Du kannst für diese beiden Textfelder eine eigene Klasse im Stylesheet anlegen:

```
.eingabefeld{font-size:11px;}
```
die beiden Textfelder ordnest du dann der Klasse zu, das wars schon.... die Grösse(höhe) der Textfelder richtet sich nach der für sie angegebenen Schriftgrösse. Die Breite kannst du dort mit "width" angeben.... was ältere Browser aber nicht umsetzen.... und mit size.... sie richtet sich dann nach der Laufweite der verwendeten Schriftart.


----------



## nethawk (7. Februar 2004)

naja, das habe ich jetzt probiert,

jedoch bleiben die textfelder noch immer gleich groß!
also haben noch immer standartgröße

Vielleicht (oder sicher) habe ich etwas falsch gemacht

css Datei: .eingabefeld{font-size:11px; height:1pt;} 

und wie ordne ich das jetzt dem textfeld zu

 <input name="login" type="text" size="10" height="11"> 

danke für eure hilfe!


----------



## Sven Mintel (7. Februar 2004)

> und wie ordne ich das jetzt dem textfeld zu



mit dem "class"-Attribut
	
	
	



```
<input name="login" type="text" size="10"class="eingabefeld">
```
 ... wie bei anderen Seitenelementen auch.


----------



## nethawk (7. Februar 2004)

ja stimmt, danke für die Hilfe .-)

zwar ist mein Prblem noch nciht ganz gelöst, denn ich dacht, das die vergrößerung der Grafik mit dem Textfeld zusammenhing

jedoch war das nicht so

naja, jetzt heißts weiter tüfteln!
ich hoffe ich kann mcih wiede rmelden wennich hilfe brauche?!

BIG THX @ll


----------



## Sven Mintel (7. Februar 2004)

> _Original geschrieben von nethawk _
> *zwar ist mein Prblem noch nciht ganz gelöst, denn ich dacht, das die vergrößerung der Grafik mit dem Textfeld zusammenhing
> *


Welche Grafik... hab ich etwas überlesen

Ich hab da allerdings so eine Vermutung... 
füge in dein CSS mal folgendes ein:

```
form{display:inline;}
```


----------



## nethawk (7. Februar 2004)

Hallo

also,

so sollte das Menü assehen hier noch exklusive der Textfelder)
Hier 

Das Menue ist mit einer Grafik hinterlegt, ist strichliert


und so sieht das Menue mit dem textfeldern aus
Hier 

man siegt deutlich das die Menuezeile höher geweorden ist
(unter downolad, company,... ist noch ein stück dazugekommen)


warum

und wie mach ich das, das diese gleich hoch bleibt

danke
stefan


----------



## Sven Mintel (7. Februar 2004)

Versuchs wie gesagt mal mit der Zeile aus meinem vorherigen Posting.... in dem Beispiel mit den <input>'s hast du logischerweise auch einen <form>-Tag.

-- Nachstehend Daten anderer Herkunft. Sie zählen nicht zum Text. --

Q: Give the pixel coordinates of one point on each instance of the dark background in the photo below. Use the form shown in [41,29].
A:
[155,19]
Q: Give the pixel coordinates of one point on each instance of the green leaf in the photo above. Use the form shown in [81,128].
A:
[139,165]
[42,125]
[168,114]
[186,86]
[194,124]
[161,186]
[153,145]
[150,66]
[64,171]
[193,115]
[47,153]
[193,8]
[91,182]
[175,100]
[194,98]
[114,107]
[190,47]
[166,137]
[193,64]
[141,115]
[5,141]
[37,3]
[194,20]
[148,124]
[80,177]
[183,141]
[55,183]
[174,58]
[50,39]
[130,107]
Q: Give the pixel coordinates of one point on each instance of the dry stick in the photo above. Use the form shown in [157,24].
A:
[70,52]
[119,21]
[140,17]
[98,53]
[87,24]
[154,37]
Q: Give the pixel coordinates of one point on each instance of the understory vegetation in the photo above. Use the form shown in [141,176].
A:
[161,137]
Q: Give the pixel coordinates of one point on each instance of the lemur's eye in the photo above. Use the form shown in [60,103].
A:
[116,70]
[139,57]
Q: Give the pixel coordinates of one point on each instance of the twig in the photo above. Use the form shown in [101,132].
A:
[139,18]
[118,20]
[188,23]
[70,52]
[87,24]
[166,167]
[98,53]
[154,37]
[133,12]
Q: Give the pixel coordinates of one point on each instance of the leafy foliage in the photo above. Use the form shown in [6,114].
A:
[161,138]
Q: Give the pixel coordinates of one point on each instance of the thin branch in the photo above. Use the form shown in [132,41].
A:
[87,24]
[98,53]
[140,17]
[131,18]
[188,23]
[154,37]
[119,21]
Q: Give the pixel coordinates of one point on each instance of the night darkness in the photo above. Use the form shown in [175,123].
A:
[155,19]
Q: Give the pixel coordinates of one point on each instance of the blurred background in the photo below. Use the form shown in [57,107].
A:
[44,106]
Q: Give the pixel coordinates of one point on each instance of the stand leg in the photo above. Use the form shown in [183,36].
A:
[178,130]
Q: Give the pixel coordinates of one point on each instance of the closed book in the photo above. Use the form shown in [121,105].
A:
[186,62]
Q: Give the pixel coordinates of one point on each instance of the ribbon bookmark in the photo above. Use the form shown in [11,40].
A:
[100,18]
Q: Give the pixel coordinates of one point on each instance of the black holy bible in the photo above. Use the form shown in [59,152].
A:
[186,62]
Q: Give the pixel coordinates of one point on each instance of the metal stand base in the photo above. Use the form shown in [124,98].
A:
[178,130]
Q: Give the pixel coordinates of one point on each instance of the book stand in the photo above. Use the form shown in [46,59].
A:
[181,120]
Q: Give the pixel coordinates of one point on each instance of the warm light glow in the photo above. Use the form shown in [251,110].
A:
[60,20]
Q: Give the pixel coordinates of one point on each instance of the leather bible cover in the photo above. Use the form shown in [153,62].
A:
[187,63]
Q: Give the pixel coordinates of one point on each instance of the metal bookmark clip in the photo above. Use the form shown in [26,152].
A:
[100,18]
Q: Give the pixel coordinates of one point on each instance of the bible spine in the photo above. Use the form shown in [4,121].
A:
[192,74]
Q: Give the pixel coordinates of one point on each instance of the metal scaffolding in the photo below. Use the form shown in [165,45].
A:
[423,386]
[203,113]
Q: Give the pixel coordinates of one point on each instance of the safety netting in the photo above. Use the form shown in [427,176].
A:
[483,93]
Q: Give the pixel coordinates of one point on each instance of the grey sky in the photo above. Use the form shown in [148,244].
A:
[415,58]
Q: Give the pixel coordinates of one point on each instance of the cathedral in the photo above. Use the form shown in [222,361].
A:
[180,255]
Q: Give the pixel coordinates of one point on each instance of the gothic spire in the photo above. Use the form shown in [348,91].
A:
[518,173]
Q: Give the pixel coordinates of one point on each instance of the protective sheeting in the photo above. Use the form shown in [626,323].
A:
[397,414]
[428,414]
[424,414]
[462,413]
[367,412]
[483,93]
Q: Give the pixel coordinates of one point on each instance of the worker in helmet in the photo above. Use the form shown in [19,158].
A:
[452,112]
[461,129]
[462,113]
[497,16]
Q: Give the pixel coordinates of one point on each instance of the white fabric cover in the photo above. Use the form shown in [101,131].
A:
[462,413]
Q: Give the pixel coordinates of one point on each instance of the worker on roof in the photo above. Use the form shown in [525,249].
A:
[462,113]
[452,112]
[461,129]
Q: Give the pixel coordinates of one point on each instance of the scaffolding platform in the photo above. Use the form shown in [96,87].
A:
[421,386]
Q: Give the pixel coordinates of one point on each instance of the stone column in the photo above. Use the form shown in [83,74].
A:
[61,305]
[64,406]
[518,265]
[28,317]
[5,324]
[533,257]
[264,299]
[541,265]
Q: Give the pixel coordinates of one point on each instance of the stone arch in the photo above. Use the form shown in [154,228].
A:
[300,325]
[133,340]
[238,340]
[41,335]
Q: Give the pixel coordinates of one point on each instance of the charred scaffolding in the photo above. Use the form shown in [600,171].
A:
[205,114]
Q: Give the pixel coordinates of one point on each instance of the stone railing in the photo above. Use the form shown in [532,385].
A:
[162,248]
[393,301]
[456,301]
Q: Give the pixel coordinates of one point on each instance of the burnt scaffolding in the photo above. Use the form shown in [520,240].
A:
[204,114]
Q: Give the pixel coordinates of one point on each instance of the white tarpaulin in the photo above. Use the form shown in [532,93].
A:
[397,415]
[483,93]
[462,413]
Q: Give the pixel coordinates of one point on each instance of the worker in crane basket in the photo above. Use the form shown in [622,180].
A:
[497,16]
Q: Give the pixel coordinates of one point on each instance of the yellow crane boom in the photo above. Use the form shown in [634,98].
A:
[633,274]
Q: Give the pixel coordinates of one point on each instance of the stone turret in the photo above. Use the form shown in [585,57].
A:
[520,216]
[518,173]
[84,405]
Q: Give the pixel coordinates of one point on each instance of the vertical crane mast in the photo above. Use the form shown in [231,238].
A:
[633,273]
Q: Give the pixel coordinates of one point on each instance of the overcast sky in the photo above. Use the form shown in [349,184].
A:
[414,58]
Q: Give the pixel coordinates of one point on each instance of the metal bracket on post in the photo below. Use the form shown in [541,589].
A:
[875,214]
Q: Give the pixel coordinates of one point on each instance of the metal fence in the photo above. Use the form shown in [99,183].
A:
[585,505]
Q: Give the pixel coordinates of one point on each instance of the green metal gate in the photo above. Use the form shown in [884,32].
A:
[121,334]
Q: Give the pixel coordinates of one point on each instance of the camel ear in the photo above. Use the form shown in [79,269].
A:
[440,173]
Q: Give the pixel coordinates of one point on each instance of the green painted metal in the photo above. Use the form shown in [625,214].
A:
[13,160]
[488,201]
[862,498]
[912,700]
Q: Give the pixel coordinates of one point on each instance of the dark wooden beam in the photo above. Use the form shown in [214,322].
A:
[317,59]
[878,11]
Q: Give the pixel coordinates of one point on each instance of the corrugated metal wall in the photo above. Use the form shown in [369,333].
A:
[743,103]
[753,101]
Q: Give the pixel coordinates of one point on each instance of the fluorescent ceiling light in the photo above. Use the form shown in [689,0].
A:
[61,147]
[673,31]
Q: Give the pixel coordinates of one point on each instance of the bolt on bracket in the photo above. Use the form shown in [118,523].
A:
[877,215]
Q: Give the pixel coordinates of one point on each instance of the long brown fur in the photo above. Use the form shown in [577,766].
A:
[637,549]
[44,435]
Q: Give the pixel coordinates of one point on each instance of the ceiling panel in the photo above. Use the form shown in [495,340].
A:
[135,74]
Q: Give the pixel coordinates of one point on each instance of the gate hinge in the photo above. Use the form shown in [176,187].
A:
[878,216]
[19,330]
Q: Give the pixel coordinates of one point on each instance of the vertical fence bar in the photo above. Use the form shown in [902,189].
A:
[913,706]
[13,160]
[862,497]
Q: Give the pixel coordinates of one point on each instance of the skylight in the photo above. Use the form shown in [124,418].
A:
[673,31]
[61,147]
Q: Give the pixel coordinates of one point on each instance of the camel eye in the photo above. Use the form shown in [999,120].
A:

<form> ist ein Blockelement, welches als solches einen neuen Absatz im Dokment erzeugt.... mit display:inline wird es als inline-Element dargestellt, welche keinen neuen Absatz erzeugen.


----------



## nethawk (7. Februar 2004)

ja, habe ich gemacht, aber das funktioniert nicht!

oder habe ich was falsch gemacht

das css sheet ist 

hier


----------



## Sven Mintel (7. Februar 2004)

Nö, ist schon richtig so.... vorher hattest du bei <form> ja margin/padding auf 0 gestellt... das hat den selben Effekt.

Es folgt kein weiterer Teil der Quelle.